The sliding window approach ensures contextual continuity across chunk boundaries. Key parameters:
| Parameter | Default | Range | Description |
|-----------|---------|-------|-------------|
| CHUNK_SIZE | 800 chars | 100-2000 | Characters per chunk |
| CHUNK_OVERLAP | 150 chars | N/A | Overlap between consecutive chunks |
| MIN_CHUNK | 50 chars | N/A | Minimum chunk length threshold |
## Requirements
- Python 3.10+
- [Ollama](https://ollama.ai/) running locally (default `http://localhost:11434`)

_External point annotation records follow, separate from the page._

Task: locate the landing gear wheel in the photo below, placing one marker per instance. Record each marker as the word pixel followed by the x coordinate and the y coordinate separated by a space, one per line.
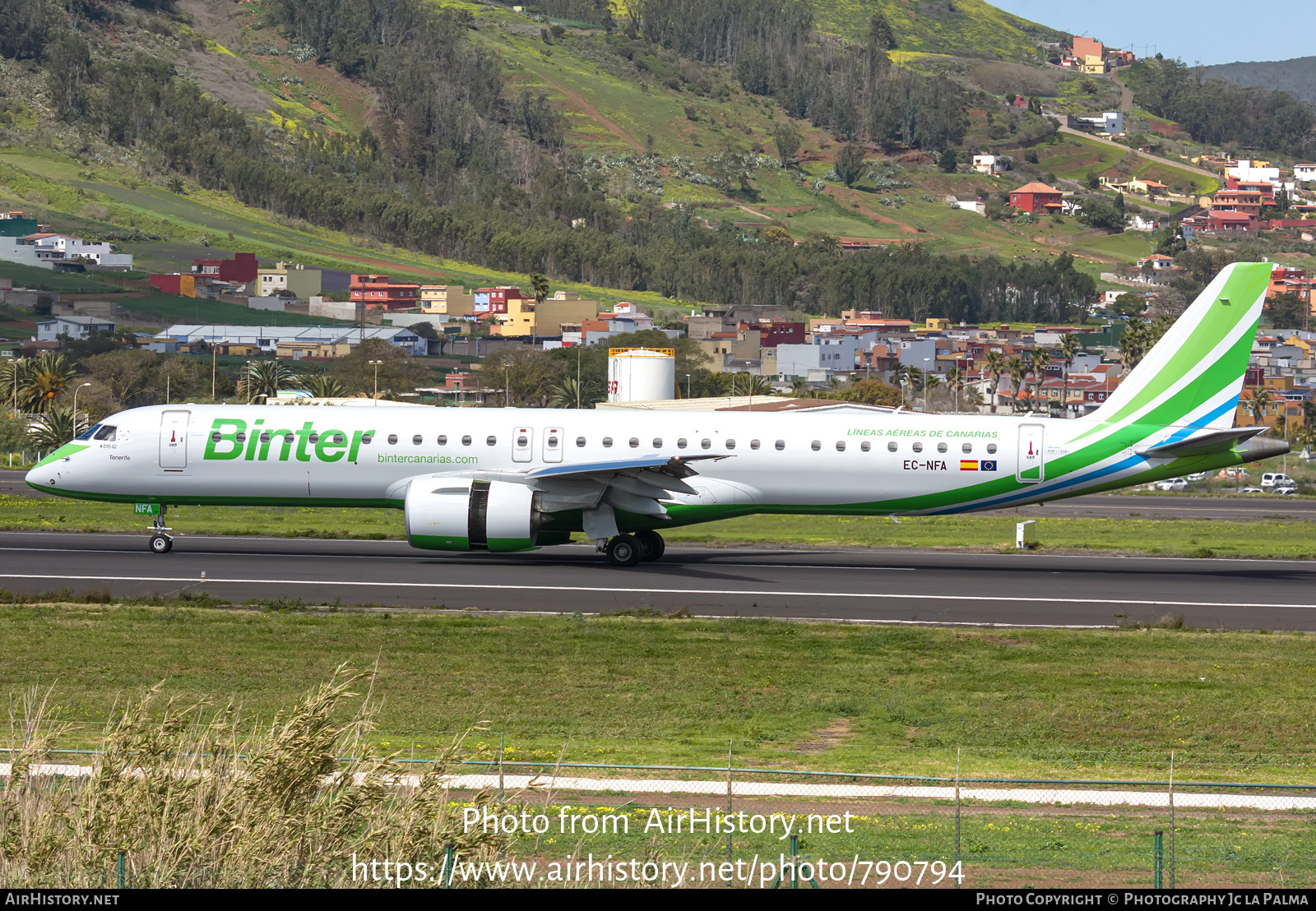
pixel 624 551
pixel 651 545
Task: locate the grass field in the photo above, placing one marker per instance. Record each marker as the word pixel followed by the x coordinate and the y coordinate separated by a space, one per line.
pixel 1273 539
pixel 624 689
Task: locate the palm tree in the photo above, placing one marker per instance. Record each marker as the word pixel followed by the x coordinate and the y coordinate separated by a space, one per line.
pixel 54 429
pixel 1017 372
pixel 324 386
pixel 1070 346
pixel 1261 399
pixel 954 377
pixel 44 381
pixel 997 365
pixel 265 378
pixel 1039 359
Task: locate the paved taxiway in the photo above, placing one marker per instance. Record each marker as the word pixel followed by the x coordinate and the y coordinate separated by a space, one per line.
pixel 888 585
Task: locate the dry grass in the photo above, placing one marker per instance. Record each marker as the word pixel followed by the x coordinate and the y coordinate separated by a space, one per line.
pixel 194 801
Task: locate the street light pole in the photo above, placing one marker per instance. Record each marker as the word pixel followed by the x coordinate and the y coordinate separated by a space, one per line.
pixel 76 409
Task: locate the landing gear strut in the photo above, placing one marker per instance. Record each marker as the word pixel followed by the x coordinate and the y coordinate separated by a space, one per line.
pixel 161 543
pixel 651 545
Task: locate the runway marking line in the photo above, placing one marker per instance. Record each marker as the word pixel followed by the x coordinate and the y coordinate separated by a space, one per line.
pixel 477 586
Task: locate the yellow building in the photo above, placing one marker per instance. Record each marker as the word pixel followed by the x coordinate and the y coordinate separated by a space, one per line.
pixel 452 300
pixel 526 317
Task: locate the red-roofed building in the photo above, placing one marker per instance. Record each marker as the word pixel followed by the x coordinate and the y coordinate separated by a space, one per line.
pixel 1036 197
pixel 378 293
pixel 241 267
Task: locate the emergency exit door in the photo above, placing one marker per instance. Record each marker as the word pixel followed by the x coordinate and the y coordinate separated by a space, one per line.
pixel 1032 466
pixel 174 440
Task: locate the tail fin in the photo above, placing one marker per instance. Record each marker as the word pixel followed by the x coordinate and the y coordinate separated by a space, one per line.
pixel 1193 377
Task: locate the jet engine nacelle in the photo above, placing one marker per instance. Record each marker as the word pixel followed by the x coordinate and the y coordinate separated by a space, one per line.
pixel 460 514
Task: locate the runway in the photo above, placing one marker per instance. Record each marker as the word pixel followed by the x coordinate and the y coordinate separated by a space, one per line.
pixel 895 586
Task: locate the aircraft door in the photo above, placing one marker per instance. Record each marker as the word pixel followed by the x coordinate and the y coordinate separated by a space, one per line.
pixel 174 440
pixel 553 444
pixel 1032 468
pixel 523 444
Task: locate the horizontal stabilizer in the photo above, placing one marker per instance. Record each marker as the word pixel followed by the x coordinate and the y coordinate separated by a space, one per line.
pixel 1216 442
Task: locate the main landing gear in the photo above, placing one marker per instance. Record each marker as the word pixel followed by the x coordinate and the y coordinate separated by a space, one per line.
pixel 631 549
pixel 161 543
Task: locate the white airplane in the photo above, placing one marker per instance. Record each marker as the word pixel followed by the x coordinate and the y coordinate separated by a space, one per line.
pixel 503 479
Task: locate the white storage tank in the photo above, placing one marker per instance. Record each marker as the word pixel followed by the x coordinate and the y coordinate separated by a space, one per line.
pixel 642 374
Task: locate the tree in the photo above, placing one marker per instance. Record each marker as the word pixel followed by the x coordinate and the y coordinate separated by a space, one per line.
pixel 1261 400
pixel 1287 311
pixel 1017 372
pixel 997 365
pixel 1129 304
pixel 787 140
pixel 849 162
pixel 1039 359
pixel 881 36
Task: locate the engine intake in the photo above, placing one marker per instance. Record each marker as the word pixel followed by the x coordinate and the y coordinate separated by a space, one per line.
pixel 456 514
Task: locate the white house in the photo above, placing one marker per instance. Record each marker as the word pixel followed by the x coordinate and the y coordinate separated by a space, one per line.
pixel 23 252
pixel 1244 170
pixel 74 326
pixel 63 247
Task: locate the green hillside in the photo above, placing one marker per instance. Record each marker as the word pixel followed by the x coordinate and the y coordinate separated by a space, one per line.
pixel 971 28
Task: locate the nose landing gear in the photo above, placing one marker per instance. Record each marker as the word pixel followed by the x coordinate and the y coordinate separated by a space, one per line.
pixel 161 543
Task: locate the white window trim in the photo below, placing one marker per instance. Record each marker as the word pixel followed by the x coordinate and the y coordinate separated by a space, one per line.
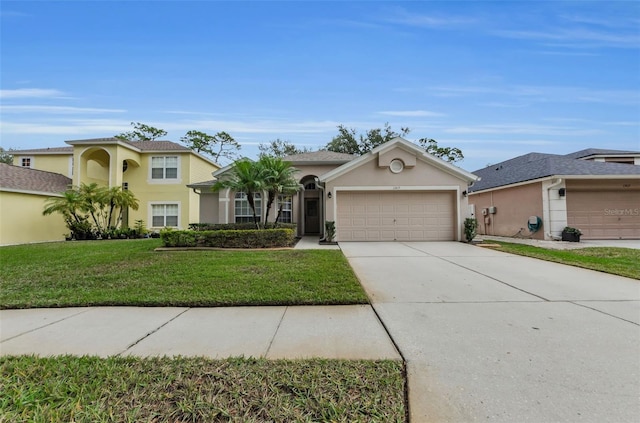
pixel 31 160
pixel 158 203
pixel 258 212
pixel 290 209
pixel 165 181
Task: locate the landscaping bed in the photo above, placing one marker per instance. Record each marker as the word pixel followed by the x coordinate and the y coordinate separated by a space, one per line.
pixel 127 389
pixel 617 261
pixel 131 273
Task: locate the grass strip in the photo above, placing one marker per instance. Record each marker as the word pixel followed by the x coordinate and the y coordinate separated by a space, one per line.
pixel 131 273
pixel 617 261
pixel 179 389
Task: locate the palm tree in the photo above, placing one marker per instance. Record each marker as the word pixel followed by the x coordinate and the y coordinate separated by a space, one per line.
pixel 120 199
pixel 69 205
pixel 278 180
pixel 245 176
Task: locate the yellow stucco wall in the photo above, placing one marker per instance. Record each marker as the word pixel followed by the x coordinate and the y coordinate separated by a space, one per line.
pixel 22 222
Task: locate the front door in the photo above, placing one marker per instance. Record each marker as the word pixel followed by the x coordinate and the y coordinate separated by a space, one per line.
pixel 311 216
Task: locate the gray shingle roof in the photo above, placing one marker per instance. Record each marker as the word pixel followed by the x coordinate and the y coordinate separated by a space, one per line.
pixel 141 145
pixel 320 156
pixel 25 179
pixel 599 152
pixel 51 150
pixel 538 165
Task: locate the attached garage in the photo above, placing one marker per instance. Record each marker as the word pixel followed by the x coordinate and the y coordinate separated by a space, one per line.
pixel 396 216
pixel 604 214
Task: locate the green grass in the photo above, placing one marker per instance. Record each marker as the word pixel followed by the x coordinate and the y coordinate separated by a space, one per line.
pixel 117 389
pixel 617 261
pixel 130 272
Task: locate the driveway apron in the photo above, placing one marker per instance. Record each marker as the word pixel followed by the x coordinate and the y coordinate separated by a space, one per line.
pixel 490 336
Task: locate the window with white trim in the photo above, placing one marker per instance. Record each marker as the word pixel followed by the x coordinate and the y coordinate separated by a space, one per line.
pixel 243 212
pixel 163 215
pixel 26 162
pixel 165 167
pixel 286 202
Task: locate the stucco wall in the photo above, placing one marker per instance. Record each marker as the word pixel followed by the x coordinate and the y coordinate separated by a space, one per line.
pixel 513 205
pixel 21 220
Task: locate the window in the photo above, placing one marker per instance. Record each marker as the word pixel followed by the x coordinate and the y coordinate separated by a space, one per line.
pixel 285 201
pixel 164 215
pixel 164 167
pixel 243 210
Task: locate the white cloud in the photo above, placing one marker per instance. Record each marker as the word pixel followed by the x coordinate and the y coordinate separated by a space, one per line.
pixel 31 93
pixel 411 113
pixel 55 109
pixel 521 129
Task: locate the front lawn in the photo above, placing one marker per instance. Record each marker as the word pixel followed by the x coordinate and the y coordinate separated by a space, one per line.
pixel 130 272
pixel 617 261
pixel 117 389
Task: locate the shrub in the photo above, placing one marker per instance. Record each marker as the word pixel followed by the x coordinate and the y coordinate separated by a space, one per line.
pixel 237 226
pixel 470 227
pixel 263 238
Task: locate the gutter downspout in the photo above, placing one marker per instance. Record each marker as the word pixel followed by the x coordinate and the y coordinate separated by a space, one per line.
pixel 322 206
pixel 547 210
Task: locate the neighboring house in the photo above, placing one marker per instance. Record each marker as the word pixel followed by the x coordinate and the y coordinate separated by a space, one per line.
pixel 156 172
pixel 23 193
pixel 395 192
pixel 594 190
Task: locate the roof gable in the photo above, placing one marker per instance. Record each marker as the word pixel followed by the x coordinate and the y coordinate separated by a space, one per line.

- Chat model (e.g. `ollama pull qwen3`)
- Embedding model (e.g. `ollama pull nomic-embed-text`)
## Installation
### Method 1: Install from PyPI (Recommended)
```bash
pip install gangdan
gangdan # Web GUI
gangdan cli # Interactive CLI
gangdan --port 8080 # Custom port
```
### Method 2: Install from Source
```bash
git clone https://github.com/cycleuser/GangDan.git
cd GangDan
pip install -e .
gangdan
```
Open [http://127.0.0.1:5000](http://127.0.0.1:5000) in your browser.
## Ollama Setup
```bash
ollama serve
ollama pull qwen3
ollama pull nomic-embed-text
```
## Project Structure
```
GangDan/
├── pyproject.toml
├── README.md / README_CN.md
├── gangdan/
│ ├── __init__.py / __main__.py
│ ├── cli.py / cli_app.py # CLI entry + REPL
│ ├── app.py # Flask backend
│ ├── learning_routes.py # Learning module blueprint
│ ├── preprint_routes.py # Preprint search + convert
│ ├── research_routes.py # Paper search
│ ├── kb_routes.py # Custom KB management
│ ├── export_routes.py # Export API
│ ├── core/ # Shared modules
│ │ ├── config.py # Config, i18n, translations
│ │ ├── ollama_client.py # Ollama API
│ │ ├── chroma_manager.py # ChromaDB
│ │ ├── vector_db.py # Multi-backend vector DB
│ │ ├── kb_manager.py # Custom KB CRUD
│ │ ├── conversation.py # Chat history
│ │ ├── doc_manager.py # Doc download/index
│ │ ├── wiki_builder.py # LLM wiki generation
│ │ ├── preprint_fetcher.py # Preprint search
│ │ ├── preprint_converter.py # HTML/TeX/PDF → MD
│ │ ├── pdf_converter.py # PDF → MD (marker/mineru/docling)
│ │ ├── export_manager.py # Batch convert/export
│ │ ├── web_searcher.py # Web search
│ │ └── ...
│ ├── templates/index.html # Main SPA template
│ └── static/{css,js}/ # Frontend assets
├── tests/ # Test suite
├── images/ # Screenshots
└── diagrams/ # Architecture diagrams (SVG)
```
## Configuration
All settings through the **Settings** tab: Ollama URL, chat/embedding/reranker models, proxy, context length, output language, vector DB type, LLM provider selection, and API keys.
## Testing
```bash
pip install pytest pytest-cov
pytest tests/ -v
pytest tests/ --cov=gangdan
```
## Academic Paper
For a detailed empirical study of the RAG pipeline and chunking strategies, see [Article.md](Article.md) / [Article_CN.md](Article_CN.md).
## License
GPL-3.0-or-later. See [LICENSE](LICENSE) for details.